I have a special place in my heart for the oppressed. That shouldn't be news to anyone. I loved the Sunday in college when I went to an immigrant church service in Indianapolis, and the congregation brought in a tax advisor to do a question and answer session with the members. He was this thin, stereotypical IRS guy in a scratchy gray suit, nervous twitch. His eyes nearly leapt out of his head when he realized that 3/4 of the people in the room were illegal immigrants! As if these people suddenly stopped being human beings and instead became hardened border-crossing criminals...I lived for a few months with a family whose father was an illegal immigrant in the United States, and I run into people all the time who have done their stint.
I understand some of the reasons why they'd come. And I can't hold it against them; after all, my relatives weren't invited over by the Cherokee or the Lenape or the Sioux, but they came anyway, with their smallpox and beads, their guns and their "God-given destiny." My well-bred (or not-so) English and German ancestors were simply put, illegal immigrants. They just didn't happen to land in a country that placed much value on that fact. But I digress. This wasn't supposed to be much of a rant, as there's plenty of intelligent information lying around about the immigration debate and I don't need to add fuel to any of these fires. Or incur the wrath of my president's anti-dissent services. Where was I??? Oh, yes.

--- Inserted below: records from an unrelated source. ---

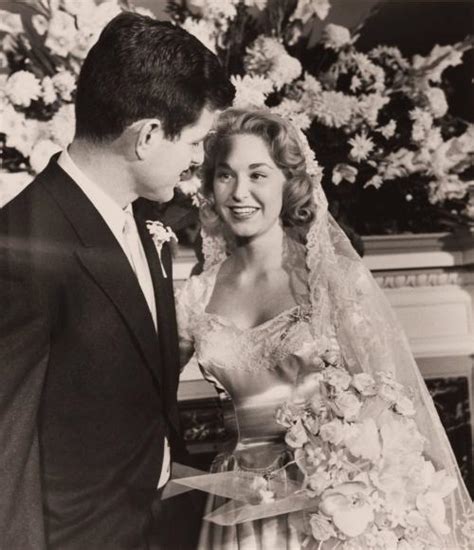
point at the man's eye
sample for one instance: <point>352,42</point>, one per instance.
<point>258,176</point>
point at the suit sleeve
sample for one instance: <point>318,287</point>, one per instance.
<point>24,349</point>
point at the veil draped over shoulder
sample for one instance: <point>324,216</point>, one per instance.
<point>345,299</point>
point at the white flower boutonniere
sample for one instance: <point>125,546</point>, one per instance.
<point>160,234</point>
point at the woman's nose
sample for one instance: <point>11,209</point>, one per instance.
<point>241,189</point>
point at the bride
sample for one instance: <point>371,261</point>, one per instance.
<point>279,276</point>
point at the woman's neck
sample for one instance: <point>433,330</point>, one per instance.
<point>261,254</point>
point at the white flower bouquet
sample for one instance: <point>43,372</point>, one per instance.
<point>362,463</point>
<point>43,44</point>
<point>394,158</point>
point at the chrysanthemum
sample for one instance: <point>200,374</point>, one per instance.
<point>334,109</point>
<point>268,57</point>
<point>361,147</point>
<point>22,88</point>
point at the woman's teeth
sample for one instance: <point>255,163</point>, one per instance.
<point>243,211</point>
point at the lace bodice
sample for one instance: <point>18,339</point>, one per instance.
<point>257,366</point>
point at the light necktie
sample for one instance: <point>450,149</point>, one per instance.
<point>137,258</point>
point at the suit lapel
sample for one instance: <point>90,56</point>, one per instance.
<point>104,259</point>
<point>166,316</point>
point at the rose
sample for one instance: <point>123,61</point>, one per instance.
<point>332,431</point>
<point>338,378</point>
<point>364,384</point>
<point>347,405</point>
<point>296,436</point>
<point>348,507</point>
<point>319,481</point>
<point>404,406</point>
<point>321,527</point>
<point>362,440</point>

This newspaper article made my day:
Christian responses coming from local governments that radically challenge federal policies of discrimination and hate. Nice. And from Republicans and liberals alike??? Almost unthinkable. Did someone read Deuteronomy out loud in Conneticut???
"For the LORD your God is God of gods and Lord of lords, the great God, mighty and awesome, who shows no partiality and accepts no bribes. He defends the cause of the fatherless and the widow, and loves the alien, giving him food and clothing. And you are to love those who are aliens, for you yourselves were aliens in Egypt."
Deut. 24:14-15, 17-22
"You shall not defraud a poor and needy hired servant, whether he be one of your own countrymen or one of the aliens who live in your communities. You shall pay him each day's wages before sundown on the day itself, since he is poor and looks forward to them. Otherwise he will cry to the LORD against you, and you will be held guilty...You shall not violate the rights of the alien or of the orphan, nor take the clothing of a widow as a pledge. For, remember, you were once slaves in Egypt, and the LORD, your God, ransomed you from there; that is why I command you to observe this rule. When you reap the harvest in your field and overlook a sheaf there, you shall not go back to get it; let it be for the alien, the orphan or the widow, that the LORD, your God, may bless you in all your undertakings. When you knock down the fruit of your olive trees, you shall not go over the branches a second time; let what remains be for the alien, the orphan and the widow. When you pick your grapes, you shall not go over the vineyard a second time; let what remains be for the alien, the orphan, and the widow. For remember that you were once slaves in Egypt; that is why I command you to observe this rule."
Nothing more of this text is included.